Some Evangelical spokesmen objected to the inclusion of Roman Catholics and Orthodox under the label “Christian.” For instance, R. C. Sproul, admitting that some real believers could be found in the Roman Catholic and Orthodox churches, contended that such people “are Christians in spite of their church’s official doctrinal positions.” Sounding much the same note, Alistair Begg regarded the document as a “declaration of Christians mutually recognizing the reality of each other’s faith.” According to John MacArthur, the Declaration “constitutes a formal avowal of brotherhood between Evangelical signatories and purveyors of different gospels.” That is to say, the signers included a lamentable assembly of heretics and unbelievers.

I weigh these sad assessments, not only from my interest in the Manhattan Declaration, but also because they touch a larger preoccupation that might be called “ecumenical.” Using this expression, I have in mind a sympathetic interest in brethren who are separated from me — and from one another — through various tragedies suffered throughout Christian history.

In approaching this res ecumenica I have long been inspired by biblical history, particularly the tragic departure of Israel’s northern tribes at the time of Jeroboam’s revolt.

Although St. Augustine regarded that separation as “not religious but political” (The City of God 17.21), his assessment strikes me as overly simplified. The ancient alienation of the north involved at least two theological problems: a repudiation of God’s covenant with the house of David and the establishment of other shrines as rivals to the temple at Jerusalem.

Now it is plain that both those institutions — the Davidic covenant and the Solomonic temple — pertained to the very content of divine revelation. Their repudiation in the north, consequently, was not only schismatic but also heretical. This is surely the reason the Chronicler refuses even to mention the Northern Kingdom until that historical period when it no longer existed!

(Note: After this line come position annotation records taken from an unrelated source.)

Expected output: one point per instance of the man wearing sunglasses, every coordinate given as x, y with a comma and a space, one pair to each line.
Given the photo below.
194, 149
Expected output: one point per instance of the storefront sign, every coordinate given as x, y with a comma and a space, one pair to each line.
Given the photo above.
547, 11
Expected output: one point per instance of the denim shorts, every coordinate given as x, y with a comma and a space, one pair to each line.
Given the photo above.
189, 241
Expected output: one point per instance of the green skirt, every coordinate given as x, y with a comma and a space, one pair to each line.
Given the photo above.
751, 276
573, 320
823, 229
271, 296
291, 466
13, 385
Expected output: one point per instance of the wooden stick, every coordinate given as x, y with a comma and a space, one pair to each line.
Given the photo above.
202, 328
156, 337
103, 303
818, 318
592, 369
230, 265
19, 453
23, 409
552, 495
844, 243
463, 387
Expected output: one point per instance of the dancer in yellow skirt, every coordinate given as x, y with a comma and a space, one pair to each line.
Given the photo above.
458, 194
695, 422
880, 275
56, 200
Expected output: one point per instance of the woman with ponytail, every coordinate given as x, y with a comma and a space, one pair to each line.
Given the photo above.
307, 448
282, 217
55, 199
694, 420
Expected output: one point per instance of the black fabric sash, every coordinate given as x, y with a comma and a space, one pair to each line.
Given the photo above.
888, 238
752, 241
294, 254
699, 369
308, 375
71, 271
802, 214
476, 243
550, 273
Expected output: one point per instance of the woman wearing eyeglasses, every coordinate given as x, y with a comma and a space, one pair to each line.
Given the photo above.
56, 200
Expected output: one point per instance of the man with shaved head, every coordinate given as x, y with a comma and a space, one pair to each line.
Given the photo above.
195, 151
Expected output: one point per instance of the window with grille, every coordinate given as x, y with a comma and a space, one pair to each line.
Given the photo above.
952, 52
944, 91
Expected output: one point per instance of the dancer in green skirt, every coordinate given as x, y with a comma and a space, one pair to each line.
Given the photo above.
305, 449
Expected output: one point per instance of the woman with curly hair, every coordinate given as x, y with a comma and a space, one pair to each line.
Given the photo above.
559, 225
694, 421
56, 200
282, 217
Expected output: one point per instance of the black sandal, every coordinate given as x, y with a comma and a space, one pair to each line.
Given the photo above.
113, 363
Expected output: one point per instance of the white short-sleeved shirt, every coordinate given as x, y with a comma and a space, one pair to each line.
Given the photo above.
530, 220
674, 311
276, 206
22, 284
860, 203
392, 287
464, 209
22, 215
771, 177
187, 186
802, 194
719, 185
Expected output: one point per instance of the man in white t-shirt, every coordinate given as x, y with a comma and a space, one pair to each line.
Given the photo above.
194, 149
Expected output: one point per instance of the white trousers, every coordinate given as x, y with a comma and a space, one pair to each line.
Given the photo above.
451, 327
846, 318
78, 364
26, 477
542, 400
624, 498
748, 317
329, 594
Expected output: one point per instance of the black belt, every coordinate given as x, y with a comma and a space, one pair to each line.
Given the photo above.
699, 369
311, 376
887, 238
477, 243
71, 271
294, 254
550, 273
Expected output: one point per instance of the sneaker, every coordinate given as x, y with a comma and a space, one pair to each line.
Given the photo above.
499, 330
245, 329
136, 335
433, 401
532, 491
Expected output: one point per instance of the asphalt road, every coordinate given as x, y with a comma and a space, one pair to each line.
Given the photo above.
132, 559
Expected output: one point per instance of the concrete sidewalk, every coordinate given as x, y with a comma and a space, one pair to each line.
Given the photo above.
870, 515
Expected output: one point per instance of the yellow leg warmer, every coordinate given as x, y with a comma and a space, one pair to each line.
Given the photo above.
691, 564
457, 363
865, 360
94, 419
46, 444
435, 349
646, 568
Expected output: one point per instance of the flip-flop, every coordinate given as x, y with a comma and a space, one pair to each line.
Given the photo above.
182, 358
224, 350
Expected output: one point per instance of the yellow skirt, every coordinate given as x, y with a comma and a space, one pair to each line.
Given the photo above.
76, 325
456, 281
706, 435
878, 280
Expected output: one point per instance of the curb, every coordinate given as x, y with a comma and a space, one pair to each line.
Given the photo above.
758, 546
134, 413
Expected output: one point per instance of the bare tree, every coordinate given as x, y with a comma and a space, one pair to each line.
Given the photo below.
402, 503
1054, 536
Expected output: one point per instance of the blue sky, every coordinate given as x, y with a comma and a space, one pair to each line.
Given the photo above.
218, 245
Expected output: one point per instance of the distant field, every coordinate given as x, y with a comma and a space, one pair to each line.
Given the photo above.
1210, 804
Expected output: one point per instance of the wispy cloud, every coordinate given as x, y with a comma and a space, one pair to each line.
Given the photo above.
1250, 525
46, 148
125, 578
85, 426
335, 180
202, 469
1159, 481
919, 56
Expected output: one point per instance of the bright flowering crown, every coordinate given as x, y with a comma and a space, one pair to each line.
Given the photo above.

Still, even in schism and heresy, the people of those northern tribes remained a special object of the Bible’s sympathetic interest and concern. During the two centuries of the Northern Kingdom’s existence (922-722), the Lord sent them such prophets as Elijah, Elisha, Amos, and Hosea. In fact, He dispatched one of those prophets to anoint them a king! Although Holy Scripture pronounces a harsh judgment on those responsible for the separation of the northern tribes, it contains no criticism of those whose sole offense was that they happened to be born on the wrong side of the border.

The Bible’s solicitude for those “separated brethren” provides, I believe, a workable model for analogous situations today. Some believers, in short, were just born on the far side of a border, but, as far as I can tell, they love and trust Jesus as much as I do. Now then, friends, how should I regard them?

Although the “gospel” as defined by Sproul, Begg, and MacArthur causes my spirit to faint within me, how can I bring myself to say they are not Christians? However badly they understand salvation, do I dare declare them unsaved? The canonical literature that interprets the history of salvation found a niche also for the northern tribes. God help us, are we justified in thinking less of these long separated brethren?